The new media/recording technique was used recently to create copies of text files (Holy Bible, pictured above). Other significant humanitarian, political and scientific treatise have also been stored on the new media. The new device has been nicknamed “Superman Memory Crystal”, due to the memory glass (quartz) likeness to Superman’s memory crystals.
Read an article this past week in Scientific American about a new fused silica glass storage device from Hitachi Ltd., announced last September. The new media is recorded with lasers burning dots which represent binary one or leaving spaces which represents binary 0 onto the media.
As can be seen in the photos above, the data can readily be read by microscope which makes it pretty easy for some future civilization to read the binary data. However, knowing how to decode the binary data into pictures, documents and text is another matter entirely.
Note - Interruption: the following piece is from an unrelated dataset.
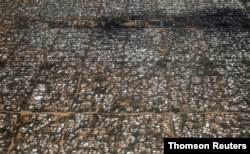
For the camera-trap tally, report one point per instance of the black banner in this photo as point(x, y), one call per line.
point(206, 145)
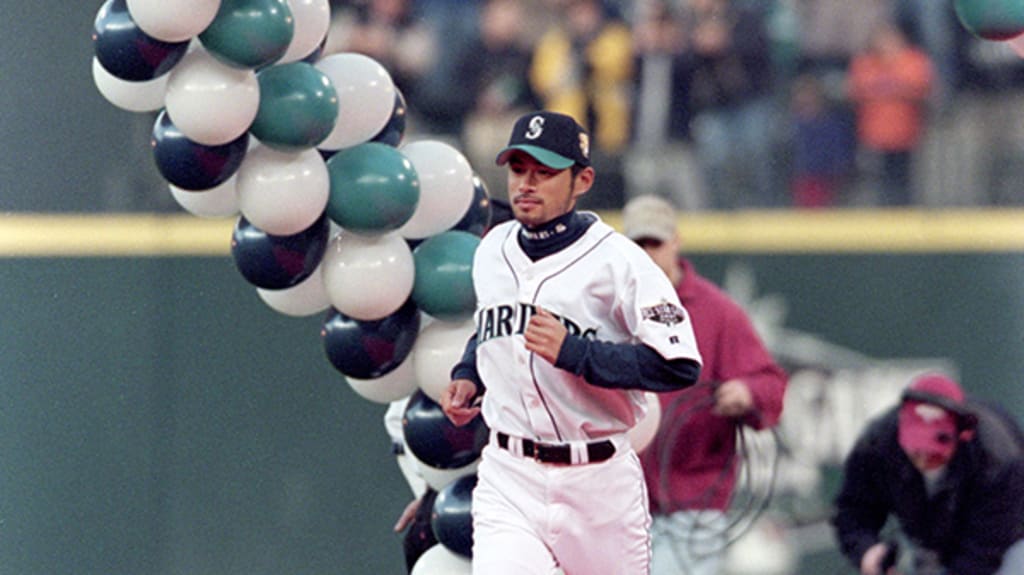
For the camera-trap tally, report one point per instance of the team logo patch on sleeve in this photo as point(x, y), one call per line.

Hitachi tested the new fused silica glass storage media at 1000C for several hours which they say indicates that it can survive several 100 million years without degradation. At this level it can provide a 300 million year storage archive (M-disc only claims 1000 years). They are calling their new storage device, “semi-perpetual” storage. If 100s of millions of years is semi-perpetual, I gotta wonder what perpetual storage might look like.
At CD recording density, with higher densities possible
They were able to achieve CD levels of recording density with a four layer approach. This amounted to about 40Mb/sqin. While DVD technology is on the order of 330Mb/sqin and BlueRay is ~15Gb/sqin, but neither of these technologies claim even a million year lifetime. Also, there is the possibility of even more layers so the 40Mb/sqin could double or quadruple potentially.
But data formats change every few years nowadays
My problem with all this is the data format issue, we will need something like a digital rosetta stone for every data format ever conceived in order to make this a practical digital storage device.
Alternatively we could plan to use it more like an analogue storage device, with something like a black and white or grey scale like photographs of information to be retained imprinted in the media. That way, a simple microscope could be used to see the photo image. I suppose color photographs could be implemented using different plates per color, similar to four color magazine production processing. Texts could be handled by just taking a black and white photo of a document and printing them in the media.
According to a post I read about the size of the collection at the Library of Congress, they currently have about 3PB of digital data in their collections which in 650MB CD chunks would be about 4.6M CDs. So if there is an intent to copy this data onto the new semi-perpetual storage media for the year 300,002012 we probably ought to start now.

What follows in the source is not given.